N4 2025

BRIAN DI NAZARETH

Di Dario Mhillaj  

È il 1979 quando i Monty Python partoriscono Brian di Nazareth (Monty Python’s Life of Brian), terzo di quattro film ideati dal gruppo comico britannico. Per la regia di Terry Jones, il film viene girato in Tunisia, dove già altri registi avevano realizzato film biblici, su tutti Rossellini con Il Messia (1975) e Zeffirelli – al quale il gruppo deve il riutilizzo del set – con Gesù di Nazareth (Jesus of Nazareth, 1977). A tal proposito, Terry Jones in un’intervista sostenne che le comparse del film, avendo già lavorato con  Zeffirelli, avevano un certo grado di esperienza e gli si avvicinavano dicendo: “Comunque il signor Zeffirelli non l’avrebbe fatto così”.  
Nonostante questo, non furono pochi i problemi che dovettero affrontare, dai produttori della EMI che si ritirarono all’ultimo momento fino all’arrivo provvidenziale di George Harrison – membro dei Beatles che stanziò una somma ingente di denaro per portare avanti il progetto – e alla censura del film avvenuta in più paesi, tra cui l’Italia, dove venne distribuito solo nel 1991 dalla Titanus.

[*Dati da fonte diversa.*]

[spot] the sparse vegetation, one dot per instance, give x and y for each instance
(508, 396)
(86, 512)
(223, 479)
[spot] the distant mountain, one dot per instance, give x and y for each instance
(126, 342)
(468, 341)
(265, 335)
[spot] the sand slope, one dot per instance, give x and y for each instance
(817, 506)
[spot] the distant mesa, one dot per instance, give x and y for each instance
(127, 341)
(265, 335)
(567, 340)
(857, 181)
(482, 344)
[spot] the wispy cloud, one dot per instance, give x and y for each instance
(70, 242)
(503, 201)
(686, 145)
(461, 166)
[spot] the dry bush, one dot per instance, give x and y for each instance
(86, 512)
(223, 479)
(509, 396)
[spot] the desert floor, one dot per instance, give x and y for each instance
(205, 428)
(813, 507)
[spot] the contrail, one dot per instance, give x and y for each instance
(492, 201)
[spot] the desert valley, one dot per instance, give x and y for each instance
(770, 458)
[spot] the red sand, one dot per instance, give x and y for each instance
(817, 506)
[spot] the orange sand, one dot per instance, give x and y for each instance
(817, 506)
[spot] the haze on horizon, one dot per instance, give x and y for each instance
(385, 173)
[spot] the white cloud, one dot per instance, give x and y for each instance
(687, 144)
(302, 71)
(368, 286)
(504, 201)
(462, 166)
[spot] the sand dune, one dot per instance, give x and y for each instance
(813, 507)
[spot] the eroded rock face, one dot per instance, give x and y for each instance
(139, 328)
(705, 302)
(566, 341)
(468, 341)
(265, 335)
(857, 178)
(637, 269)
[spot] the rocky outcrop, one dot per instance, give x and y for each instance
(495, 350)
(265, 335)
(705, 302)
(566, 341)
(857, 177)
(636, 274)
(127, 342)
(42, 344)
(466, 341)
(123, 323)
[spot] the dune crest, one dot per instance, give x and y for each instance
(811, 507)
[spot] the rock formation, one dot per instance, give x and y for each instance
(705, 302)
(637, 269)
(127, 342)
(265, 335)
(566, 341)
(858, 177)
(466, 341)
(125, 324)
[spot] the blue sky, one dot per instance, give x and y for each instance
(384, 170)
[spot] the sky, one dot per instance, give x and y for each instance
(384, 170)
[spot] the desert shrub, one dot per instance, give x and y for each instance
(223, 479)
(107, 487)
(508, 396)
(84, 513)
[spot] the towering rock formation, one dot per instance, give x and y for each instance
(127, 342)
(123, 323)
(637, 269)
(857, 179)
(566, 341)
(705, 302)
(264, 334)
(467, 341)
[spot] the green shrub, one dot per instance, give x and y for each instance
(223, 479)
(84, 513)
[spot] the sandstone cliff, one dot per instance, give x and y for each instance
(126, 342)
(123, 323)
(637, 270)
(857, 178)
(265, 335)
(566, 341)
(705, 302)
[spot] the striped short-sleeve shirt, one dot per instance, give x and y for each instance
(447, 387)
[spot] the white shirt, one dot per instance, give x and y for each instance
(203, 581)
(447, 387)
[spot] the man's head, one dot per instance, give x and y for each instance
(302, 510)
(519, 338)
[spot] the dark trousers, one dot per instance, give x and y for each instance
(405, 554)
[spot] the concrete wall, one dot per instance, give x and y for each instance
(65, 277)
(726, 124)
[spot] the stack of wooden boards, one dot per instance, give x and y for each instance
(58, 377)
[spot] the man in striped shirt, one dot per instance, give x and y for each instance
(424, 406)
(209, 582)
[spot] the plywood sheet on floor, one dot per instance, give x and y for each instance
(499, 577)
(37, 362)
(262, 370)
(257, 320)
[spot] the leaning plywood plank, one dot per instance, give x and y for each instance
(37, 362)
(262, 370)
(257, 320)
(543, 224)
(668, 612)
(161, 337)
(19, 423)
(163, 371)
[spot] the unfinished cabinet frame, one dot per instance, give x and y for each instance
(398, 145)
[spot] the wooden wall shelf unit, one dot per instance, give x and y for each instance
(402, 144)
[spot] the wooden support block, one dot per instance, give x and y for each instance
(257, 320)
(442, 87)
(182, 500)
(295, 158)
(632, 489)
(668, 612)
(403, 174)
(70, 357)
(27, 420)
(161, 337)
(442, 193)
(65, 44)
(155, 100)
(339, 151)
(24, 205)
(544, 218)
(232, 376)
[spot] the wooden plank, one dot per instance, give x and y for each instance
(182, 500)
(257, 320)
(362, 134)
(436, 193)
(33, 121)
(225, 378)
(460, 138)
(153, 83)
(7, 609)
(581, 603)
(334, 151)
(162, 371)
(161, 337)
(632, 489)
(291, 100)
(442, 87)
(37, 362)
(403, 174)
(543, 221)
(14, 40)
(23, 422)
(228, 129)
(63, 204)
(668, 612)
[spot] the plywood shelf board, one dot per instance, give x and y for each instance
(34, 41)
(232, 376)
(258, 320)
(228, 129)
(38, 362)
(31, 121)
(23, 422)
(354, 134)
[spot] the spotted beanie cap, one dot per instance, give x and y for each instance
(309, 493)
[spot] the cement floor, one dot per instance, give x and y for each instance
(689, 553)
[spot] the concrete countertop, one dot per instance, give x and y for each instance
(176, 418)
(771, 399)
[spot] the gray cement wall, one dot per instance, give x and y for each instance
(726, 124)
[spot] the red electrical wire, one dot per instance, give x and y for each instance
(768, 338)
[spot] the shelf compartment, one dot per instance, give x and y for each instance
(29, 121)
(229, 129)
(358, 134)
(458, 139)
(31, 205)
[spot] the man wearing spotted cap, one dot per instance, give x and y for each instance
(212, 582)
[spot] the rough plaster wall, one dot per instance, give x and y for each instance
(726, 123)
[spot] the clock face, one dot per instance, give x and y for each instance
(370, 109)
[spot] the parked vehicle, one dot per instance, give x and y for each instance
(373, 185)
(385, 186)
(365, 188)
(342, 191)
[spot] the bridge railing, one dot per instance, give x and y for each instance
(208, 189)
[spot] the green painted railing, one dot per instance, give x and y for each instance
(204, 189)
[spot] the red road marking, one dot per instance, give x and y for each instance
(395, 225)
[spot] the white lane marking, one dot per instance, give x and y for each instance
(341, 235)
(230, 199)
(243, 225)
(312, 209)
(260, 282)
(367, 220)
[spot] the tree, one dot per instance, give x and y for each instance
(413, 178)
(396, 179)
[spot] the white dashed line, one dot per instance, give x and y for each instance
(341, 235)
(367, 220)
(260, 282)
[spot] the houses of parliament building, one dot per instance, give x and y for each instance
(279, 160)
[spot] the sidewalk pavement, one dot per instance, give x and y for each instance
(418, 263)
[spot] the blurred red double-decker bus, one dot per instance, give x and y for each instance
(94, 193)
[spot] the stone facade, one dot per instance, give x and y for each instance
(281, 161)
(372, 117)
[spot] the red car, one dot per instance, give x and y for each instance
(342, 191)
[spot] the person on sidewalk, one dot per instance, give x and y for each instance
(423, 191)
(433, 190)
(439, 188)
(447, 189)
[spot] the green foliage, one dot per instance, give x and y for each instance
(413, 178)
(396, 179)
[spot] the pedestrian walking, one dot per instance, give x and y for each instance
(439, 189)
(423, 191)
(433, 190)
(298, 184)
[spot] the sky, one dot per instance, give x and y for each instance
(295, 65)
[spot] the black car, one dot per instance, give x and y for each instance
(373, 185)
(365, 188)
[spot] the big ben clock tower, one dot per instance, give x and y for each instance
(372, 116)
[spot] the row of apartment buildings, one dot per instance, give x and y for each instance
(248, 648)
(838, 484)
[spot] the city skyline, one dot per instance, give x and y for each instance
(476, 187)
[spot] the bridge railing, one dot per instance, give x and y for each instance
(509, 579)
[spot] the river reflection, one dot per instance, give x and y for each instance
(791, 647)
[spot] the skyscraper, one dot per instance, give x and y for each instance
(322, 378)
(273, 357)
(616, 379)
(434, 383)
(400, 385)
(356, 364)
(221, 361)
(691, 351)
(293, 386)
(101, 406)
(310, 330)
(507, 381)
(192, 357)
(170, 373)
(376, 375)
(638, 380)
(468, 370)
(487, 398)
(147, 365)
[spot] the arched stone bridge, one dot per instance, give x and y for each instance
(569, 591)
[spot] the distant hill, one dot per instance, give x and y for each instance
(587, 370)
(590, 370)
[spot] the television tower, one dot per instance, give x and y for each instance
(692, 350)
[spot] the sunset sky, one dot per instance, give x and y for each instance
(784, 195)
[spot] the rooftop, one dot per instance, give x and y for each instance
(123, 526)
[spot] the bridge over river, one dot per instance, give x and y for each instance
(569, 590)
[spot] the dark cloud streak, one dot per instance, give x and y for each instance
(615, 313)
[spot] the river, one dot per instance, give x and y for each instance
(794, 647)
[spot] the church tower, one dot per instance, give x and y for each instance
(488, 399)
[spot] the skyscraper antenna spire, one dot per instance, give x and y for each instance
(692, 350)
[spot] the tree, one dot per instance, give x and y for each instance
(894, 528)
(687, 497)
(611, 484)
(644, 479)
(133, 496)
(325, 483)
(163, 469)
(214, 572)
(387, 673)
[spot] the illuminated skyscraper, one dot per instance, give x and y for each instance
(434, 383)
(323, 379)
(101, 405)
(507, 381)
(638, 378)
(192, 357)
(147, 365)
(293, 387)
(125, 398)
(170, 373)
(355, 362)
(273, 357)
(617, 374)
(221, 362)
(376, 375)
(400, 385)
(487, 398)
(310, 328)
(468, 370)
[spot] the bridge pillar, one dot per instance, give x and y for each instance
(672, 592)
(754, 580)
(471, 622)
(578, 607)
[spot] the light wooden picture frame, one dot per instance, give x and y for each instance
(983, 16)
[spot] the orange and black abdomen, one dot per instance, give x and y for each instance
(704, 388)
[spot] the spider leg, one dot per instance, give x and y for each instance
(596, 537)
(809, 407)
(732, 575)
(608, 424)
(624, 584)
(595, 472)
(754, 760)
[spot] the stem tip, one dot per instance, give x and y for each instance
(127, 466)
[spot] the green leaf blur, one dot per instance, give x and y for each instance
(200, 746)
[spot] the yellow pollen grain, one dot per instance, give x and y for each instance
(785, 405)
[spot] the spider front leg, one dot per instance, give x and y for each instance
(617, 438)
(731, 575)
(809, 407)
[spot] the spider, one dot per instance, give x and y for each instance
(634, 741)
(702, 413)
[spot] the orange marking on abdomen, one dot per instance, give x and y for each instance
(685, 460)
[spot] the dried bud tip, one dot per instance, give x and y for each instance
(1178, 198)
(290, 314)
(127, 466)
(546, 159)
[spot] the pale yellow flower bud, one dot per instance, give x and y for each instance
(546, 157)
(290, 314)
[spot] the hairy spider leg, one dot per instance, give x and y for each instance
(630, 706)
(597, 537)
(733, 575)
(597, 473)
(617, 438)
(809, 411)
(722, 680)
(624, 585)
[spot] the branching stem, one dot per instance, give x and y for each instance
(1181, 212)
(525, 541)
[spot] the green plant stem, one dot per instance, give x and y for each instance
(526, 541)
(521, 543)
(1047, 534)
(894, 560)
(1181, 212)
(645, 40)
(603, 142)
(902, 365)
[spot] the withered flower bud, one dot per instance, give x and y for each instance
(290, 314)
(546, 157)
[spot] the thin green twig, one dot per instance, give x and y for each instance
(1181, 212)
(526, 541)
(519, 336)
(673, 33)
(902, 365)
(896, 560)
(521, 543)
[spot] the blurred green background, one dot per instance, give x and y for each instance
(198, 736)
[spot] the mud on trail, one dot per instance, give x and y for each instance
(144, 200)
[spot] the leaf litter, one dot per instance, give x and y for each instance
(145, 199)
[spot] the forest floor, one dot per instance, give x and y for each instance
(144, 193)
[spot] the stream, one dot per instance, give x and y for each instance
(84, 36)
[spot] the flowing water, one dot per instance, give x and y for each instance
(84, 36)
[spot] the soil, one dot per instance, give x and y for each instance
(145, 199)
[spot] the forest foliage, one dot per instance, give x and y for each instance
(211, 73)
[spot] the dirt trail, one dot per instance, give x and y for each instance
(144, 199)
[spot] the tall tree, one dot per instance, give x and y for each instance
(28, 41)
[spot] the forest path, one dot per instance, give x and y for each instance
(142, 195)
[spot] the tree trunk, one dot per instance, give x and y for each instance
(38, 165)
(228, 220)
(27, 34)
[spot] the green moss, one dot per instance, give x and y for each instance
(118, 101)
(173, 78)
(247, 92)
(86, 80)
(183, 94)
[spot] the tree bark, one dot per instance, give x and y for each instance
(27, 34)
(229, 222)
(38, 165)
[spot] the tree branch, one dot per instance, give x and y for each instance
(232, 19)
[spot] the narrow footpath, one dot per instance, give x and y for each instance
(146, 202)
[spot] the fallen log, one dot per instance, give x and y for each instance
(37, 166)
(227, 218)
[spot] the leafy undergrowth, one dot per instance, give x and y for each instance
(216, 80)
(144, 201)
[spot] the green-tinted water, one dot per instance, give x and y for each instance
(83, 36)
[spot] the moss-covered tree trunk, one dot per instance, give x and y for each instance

Il film è un susseguirsi di gag connesse da una narrazione di base che si rifà alla storia di Gesù. I Monty Python ritenevano che parodizzare il contesto religioso fosse più interessante, in quanto non trovavano un vero e proprio motivo per ridicolizzare il Nazareno. Il protagonista è Brian, che in comune al “Messia” ha la (s)fortuna di vivere le stesse vicende dei Vangeli. Ma quindi cosa porta Brian ad avere una storia degna di nota? Gli eventi della sua vita personale si intrecciano grazie alla comicità dell’assurdo agli episodi della vita “dell’agnello immolato” in modo sistematico. Grazie a questo espediente, i Monty Python, che tanto devono a comici come Peter Sellers, riescono a trovare una chiave comica in Brian, che inerme subisce il flusso degli eventi prestandosi in modo ideale a portare avanti la narrazione, senza sporcarla troppo con la sua debole personalità. A Brian viene attribuita una maschera, quella del messia, nonostante lui non sia interessato e – quando riesce – affermi proprio l’opposto, cercando di proporre l’idea di pensiero individuale ma venendo sempre ignorato, come nella scena dove gli viene fatto capire che, a prescindere dalle risposte che avrebbe dato, sarebbe stato recepito allo stesso modo, ovvero come “il messia”, in una isterica ricerca di una guida spirituale da parte di una folla che lo segue convinta.

Le tecniche comiche utilizzate risultano demenziali e funzionano nel contesto biblico anche grazie alle scenografie realistiche, che donano senso filmico alla visione. Insieme alla scelta di narrare la storia di Brian come quella del viaggio dell’eroe, è ciò che circonda il protagonista che interessa il gruppo comico, e quindi le criticità e le ipocrisie della religione che risultano in una riflessione sull’individuo. La scenografia imponente, oltre a giustificare la parte visiva del film, crea contrasto con la presenza di personaggi demenziali, ottenendo un effetto comico ancor più forte. La comicità che ne scaturisce è dissacrante: i Monty Python con il loro umorismo non si concentrano solo sul tema religioso, ma questo funge da altare per demolire le falsità politiche di una sinistra troppo ideologica che coi fronti popolari si parodizza da sola. Numerosi sono i riferimenti alla cultura popolare del periodo, come quando Brian viene punito dovendo scrivere più volte sul muro “Romani andate a casa”, riportandoci alla guerra del Vietnam, mentre risultano manzoniani tanto il parallelo che viene proposto tra due epoche per osservare la contemporaneità quanto la riflessione sulla folla come irrazionale e irresponsabile. Rimane il rammarico di un Terry Gilliam che viene “sfruttato” solo come scenografo e per la creazione delle  sequenze animate e non come regista.